Rachida Kamal est auxiliaire de vie sociale (AVS) au sein du service d’aide de l’association Gammes, à Montpelier (34), depuis mars 2003. En 2022, elle a démarré une formation pour devenir aide-soignante. Passionnée par son métier, par l’humain, elle souhaite acquérir de nouvelles compétences pour accompagner les personnes à domicile le mieux possible. De l’aide au soin, il n’y a qu’un pas qu’elle franchit au quotidien.

Qu’est-ce qui vous a conduit à exercer ce métier ?

Je suis entrée dans le métier en 1997 comme employée polyvalente puis auxiliaire de vie, dans un EHPAD. L’apprentissage a duré deux ans. J’ai rapidement su que c’était ce que je voulais faire de ma vie : être dans l’aide, le soin, soulager les personnes, mettre de la joie dans leur quotidien, faire preuve d’écoute… Dès le départ, j’avais envie d’être auprès de ceux qui sont en difficultés, de ceux qui souffrent et, une fois formée, j’ai souhaité le faire dans le cadre du domicile. Je trouve qu’on a un peu plus de temps, que la communication avec la personne accompagnée est plus riche, plus fluide, plus agréable. Elle voit que je suis là juste pour elle, quelle que soit la tâche, repas, toilette, coiffure, sortie à l’extérieur… Cette disponibilité est pour moi une composante essentielle du métier.

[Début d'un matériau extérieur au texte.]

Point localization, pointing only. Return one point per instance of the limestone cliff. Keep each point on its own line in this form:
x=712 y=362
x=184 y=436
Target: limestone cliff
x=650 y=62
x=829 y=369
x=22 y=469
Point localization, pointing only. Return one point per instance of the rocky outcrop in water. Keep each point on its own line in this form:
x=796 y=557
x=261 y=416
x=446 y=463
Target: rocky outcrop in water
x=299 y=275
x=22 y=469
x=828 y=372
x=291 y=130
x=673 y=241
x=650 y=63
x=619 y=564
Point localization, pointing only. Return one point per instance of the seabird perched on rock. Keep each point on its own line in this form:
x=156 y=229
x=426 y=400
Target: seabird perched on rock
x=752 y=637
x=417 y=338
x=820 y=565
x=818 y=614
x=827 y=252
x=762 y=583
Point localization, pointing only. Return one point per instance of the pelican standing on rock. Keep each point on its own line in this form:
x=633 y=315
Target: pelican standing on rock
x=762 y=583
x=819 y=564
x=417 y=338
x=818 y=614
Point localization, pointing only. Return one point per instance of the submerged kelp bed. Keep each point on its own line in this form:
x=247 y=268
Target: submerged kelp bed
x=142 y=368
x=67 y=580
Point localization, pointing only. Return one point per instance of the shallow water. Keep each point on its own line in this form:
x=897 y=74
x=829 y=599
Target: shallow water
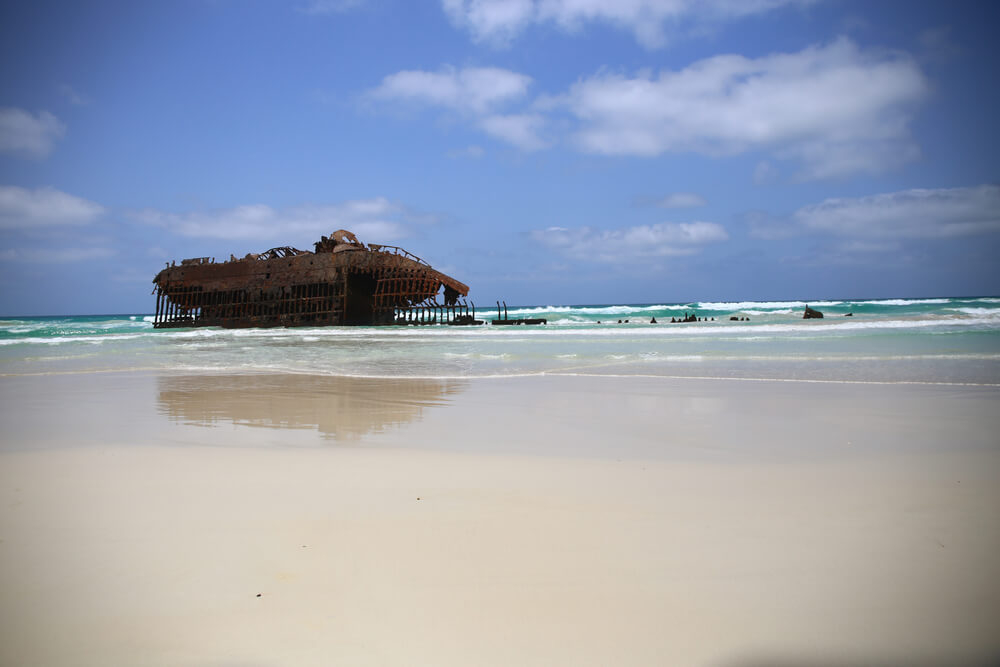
x=946 y=340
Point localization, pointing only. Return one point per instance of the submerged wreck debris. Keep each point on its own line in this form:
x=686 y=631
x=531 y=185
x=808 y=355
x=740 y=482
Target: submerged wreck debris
x=344 y=282
x=504 y=320
x=812 y=314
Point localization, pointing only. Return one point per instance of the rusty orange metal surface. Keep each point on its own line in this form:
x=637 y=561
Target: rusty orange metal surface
x=343 y=282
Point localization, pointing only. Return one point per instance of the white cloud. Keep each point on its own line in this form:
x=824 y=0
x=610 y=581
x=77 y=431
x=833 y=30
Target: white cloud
x=475 y=90
x=682 y=200
x=764 y=173
x=29 y=135
x=520 y=130
x=496 y=21
x=835 y=109
x=54 y=255
x=500 y=21
x=908 y=214
x=373 y=220
x=21 y=208
x=622 y=246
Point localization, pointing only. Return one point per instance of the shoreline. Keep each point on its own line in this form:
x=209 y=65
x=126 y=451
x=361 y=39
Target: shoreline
x=621 y=520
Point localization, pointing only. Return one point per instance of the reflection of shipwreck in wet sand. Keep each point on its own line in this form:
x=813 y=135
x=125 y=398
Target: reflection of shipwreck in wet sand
x=341 y=408
x=342 y=282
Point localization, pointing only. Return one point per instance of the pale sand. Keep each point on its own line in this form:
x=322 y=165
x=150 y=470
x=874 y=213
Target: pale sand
x=599 y=521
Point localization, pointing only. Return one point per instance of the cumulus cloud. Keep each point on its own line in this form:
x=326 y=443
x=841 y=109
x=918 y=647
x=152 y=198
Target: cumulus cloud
x=499 y=21
x=835 y=109
x=29 y=135
x=21 y=208
x=621 y=246
x=378 y=220
x=472 y=89
x=681 y=200
x=908 y=214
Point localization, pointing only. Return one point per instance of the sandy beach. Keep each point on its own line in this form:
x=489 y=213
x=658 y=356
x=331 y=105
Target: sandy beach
x=159 y=519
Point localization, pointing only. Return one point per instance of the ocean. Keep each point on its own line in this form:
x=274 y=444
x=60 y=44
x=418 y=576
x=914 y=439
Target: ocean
x=953 y=340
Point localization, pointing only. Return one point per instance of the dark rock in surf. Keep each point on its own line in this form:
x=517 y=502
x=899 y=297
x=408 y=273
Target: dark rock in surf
x=812 y=314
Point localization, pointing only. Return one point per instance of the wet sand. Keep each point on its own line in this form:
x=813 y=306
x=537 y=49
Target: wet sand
x=290 y=520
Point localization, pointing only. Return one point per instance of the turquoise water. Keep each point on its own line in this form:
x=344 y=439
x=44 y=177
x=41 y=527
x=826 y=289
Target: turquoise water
x=949 y=340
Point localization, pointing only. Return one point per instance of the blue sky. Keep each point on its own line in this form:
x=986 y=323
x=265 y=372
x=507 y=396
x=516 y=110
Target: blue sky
x=541 y=151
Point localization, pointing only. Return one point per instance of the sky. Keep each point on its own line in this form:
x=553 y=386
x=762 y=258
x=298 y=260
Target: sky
x=544 y=152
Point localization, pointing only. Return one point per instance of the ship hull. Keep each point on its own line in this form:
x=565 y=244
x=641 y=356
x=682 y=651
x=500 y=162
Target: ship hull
x=355 y=286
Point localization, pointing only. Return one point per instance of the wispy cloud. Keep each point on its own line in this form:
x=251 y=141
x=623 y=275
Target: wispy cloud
x=471 y=89
x=828 y=110
x=652 y=22
x=520 y=130
x=624 y=246
x=378 y=220
x=835 y=109
x=29 y=135
x=24 y=209
x=908 y=214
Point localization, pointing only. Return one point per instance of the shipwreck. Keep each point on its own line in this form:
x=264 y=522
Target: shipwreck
x=343 y=282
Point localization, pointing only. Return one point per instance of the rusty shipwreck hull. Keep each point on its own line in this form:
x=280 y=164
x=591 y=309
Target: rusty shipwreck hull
x=343 y=282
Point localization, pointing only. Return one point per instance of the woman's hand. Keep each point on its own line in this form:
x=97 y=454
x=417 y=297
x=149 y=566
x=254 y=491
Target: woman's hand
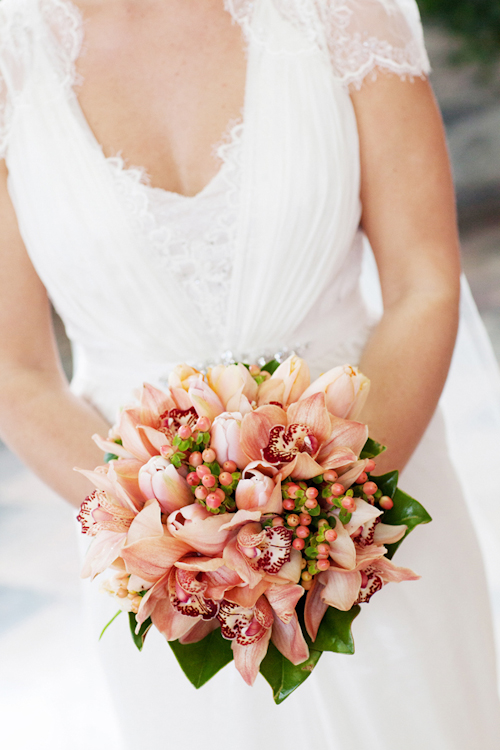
x=409 y=218
x=40 y=419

Comment êtes-vous perçue par les personnes accompagnées, leurs familles ?

En 20 ans comme AVS chez Gammes, j’ai accompagné plusieurs centaines de personnes. Je trouve ce métier extraordinaire. On me surnomme le « rayon de soleil » car on me dit que j’apporte de la joie dans les maisons. Mais cette énergie est directement liée aux sourires des patients, de leurs familles ! Jusqu’à présent, je n’ai eu que des bons retours car je donne tout ce que j’ai à donner, en faisant mon travail, tout simplement. Le plus important ? Quand je quitte le domicile d’un patient, il doit être en sécurité, soulagé, confortable et souriant.

Quelles difficultés rencontrez-vous ? Y-a-t-il des malentendus, des gestes difficiles ?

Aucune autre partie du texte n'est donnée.